Government has been borrowing heavily to fund infrastructure projects, especially in the roads and energy sectors.  PHOTO |FILE

   
The Auditor General has noted that government is increasingly putting national interests at risk by signing poorly negotiated loan agreements that could lead to attachment of public assets within and beyond Uganda in the event of a dispute. 

In the report for the period ended June 2020, Auditor General John Muwanga, said that whereas his office had in previous reports raised the concern of loan agreements that expose the country’s properties and sovereignty, there has been no action yet there is a notable increase in the number of loans with stringent terms and conditions that waive sovereign immunity. 

“A review of the new loan agreements being signed indicates an increased waiver of immunity by the Minister of Finance with regard to assets of Uganda within and outside. Government irrevocably and unconditionally agreed to waive immunity over Uganda or its properties to which it or may become entitled to at any time whether under sovereign immunity or otherwise from any suit …  attachment prior to judgment [and] attachment in aid of execution to which [Uganda] or its assets may be entitled in any legal action,” Mr Muwanga noted. 

Government has increasingly been borrowing from non-concessional lenders that put in place stringent measures and conditions to protect themselves in case of a dispute as well as ensuring that they have channels through which they can enforce recovery of money they lend. 

However, the Auditor General warned that whereas the waivers form a major part of international business to protect lenders, there is need to exercise this function judiciously taking into considerations of the general objective of protecting and preserving public property. 

Under international law, a state holds sovereign immunity that protects it and its properties from the jurisdiction of the courts of another state. 

However, whereas international law, according to the Auditor General, provides for a waiver of such immunity, it must be exercised with extreme caution. 

In response to the Auditor General’s, according to the report, government said that whereas there had been consensus with financiers about putting in place safeguards such as advance of 15 per cent counterpart funding and insurance premium payment, lenders had insisted to retain some conditions, noting that they have never been applied in any country and that they do not think that it will ever be applied as the agreements allow for mutual discussions before a  dispute is tabled before court. 

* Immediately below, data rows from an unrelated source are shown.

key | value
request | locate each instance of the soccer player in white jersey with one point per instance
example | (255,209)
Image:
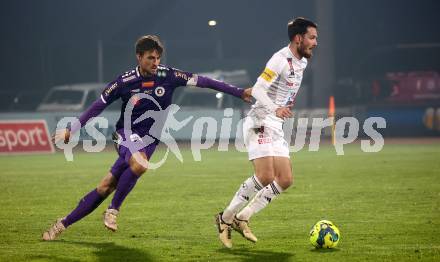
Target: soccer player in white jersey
(275,92)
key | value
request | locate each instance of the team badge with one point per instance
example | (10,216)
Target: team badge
(161,73)
(159,91)
(148,84)
(292,70)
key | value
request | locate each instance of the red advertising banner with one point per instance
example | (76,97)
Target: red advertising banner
(24,136)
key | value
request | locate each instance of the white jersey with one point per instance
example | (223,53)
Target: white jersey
(281,79)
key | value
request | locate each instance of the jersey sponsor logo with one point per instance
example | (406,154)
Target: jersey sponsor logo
(268,75)
(129,78)
(159,91)
(161,73)
(180,74)
(148,84)
(24,136)
(292,70)
(111,88)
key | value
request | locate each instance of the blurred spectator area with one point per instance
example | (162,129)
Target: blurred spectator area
(19,100)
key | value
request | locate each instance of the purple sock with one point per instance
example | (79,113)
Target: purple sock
(125,184)
(85,206)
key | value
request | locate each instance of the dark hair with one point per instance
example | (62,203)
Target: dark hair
(148,43)
(299,26)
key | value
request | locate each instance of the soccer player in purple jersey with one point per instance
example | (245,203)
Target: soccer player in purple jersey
(158,82)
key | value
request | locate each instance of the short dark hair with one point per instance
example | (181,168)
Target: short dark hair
(299,26)
(148,43)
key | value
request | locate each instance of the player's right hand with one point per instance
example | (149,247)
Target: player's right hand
(284,112)
(61,135)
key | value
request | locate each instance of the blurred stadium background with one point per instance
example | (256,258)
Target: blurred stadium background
(377,58)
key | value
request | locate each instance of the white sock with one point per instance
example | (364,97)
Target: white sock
(247,191)
(260,201)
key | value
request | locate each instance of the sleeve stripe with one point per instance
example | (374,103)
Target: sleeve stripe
(102,98)
(268,75)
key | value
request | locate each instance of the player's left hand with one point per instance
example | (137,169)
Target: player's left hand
(247,95)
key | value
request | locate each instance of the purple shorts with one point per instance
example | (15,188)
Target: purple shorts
(125,154)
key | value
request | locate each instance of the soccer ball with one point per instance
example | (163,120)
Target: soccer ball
(324,234)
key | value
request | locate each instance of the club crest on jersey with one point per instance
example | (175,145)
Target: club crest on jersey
(292,70)
(148,84)
(159,91)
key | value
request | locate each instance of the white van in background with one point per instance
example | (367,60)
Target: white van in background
(74,97)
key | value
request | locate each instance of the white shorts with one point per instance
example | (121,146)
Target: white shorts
(266,140)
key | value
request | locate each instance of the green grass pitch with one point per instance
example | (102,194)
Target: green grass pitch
(386,205)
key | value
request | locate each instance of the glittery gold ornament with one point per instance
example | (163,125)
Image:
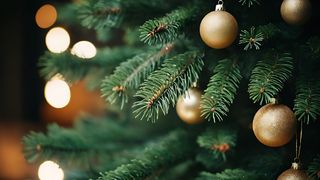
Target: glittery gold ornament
(274,125)
(188,107)
(294,173)
(218,29)
(295,12)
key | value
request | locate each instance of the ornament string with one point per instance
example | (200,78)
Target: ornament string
(298,143)
(219,6)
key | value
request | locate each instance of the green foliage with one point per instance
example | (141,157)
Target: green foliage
(100,14)
(251,38)
(269,75)
(164,86)
(128,75)
(314,168)
(166,29)
(307,101)
(313,45)
(221,90)
(155,157)
(269,30)
(249,3)
(73,68)
(229,174)
(88,139)
(218,141)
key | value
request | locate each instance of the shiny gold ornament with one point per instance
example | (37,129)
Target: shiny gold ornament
(294,173)
(295,12)
(274,125)
(218,29)
(188,107)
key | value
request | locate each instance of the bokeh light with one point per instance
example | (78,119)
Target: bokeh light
(49,170)
(57,40)
(46,16)
(57,93)
(84,49)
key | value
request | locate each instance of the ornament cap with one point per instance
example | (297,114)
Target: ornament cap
(295,165)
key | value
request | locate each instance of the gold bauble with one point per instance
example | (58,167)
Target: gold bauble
(188,107)
(294,173)
(295,12)
(274,125)
(218,29)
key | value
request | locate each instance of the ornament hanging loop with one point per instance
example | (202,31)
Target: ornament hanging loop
(219,6)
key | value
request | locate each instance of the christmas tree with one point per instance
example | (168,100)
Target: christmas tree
(195,90)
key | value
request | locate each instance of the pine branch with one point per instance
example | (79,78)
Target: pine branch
(73,68)
(128,75)
(166,29)
(307,101)
(229,174)
(82,143)
(164,86)
(268,30)
(221,90)
(268,77)
(314,168)
(255,36)
(176,146)
(313,45)
(251,38)
(218,141)
(100,14)
(249,3)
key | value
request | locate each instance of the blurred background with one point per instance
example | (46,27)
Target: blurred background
(23,107)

Government has been borrowing heavily to push large infrastructure projects. 

However, Uganda’s debt, which has ballooned to Shs56.8 trillion, is increasingly being sourced from non-concessional lenders such as international and local commercial banks, which are pegged to short-term repayment periods and high interest rates. 

Mr Ramathan Ggoobi, an economist and lecturer at Makerere University Business School, yesterday said there was need to give such negotiations special attention, noting it was time government takes the Auditor General’s concerns seriously. 

“These are “yellow cards” which [government] needs to take seriously. We are not doing so well as far as negotiation skills on the side of government is concerned. Countries and organisations have heavily invested in this area [negotiations]. Government needs to effectively listen to the Auditor General and address the queries,” he said.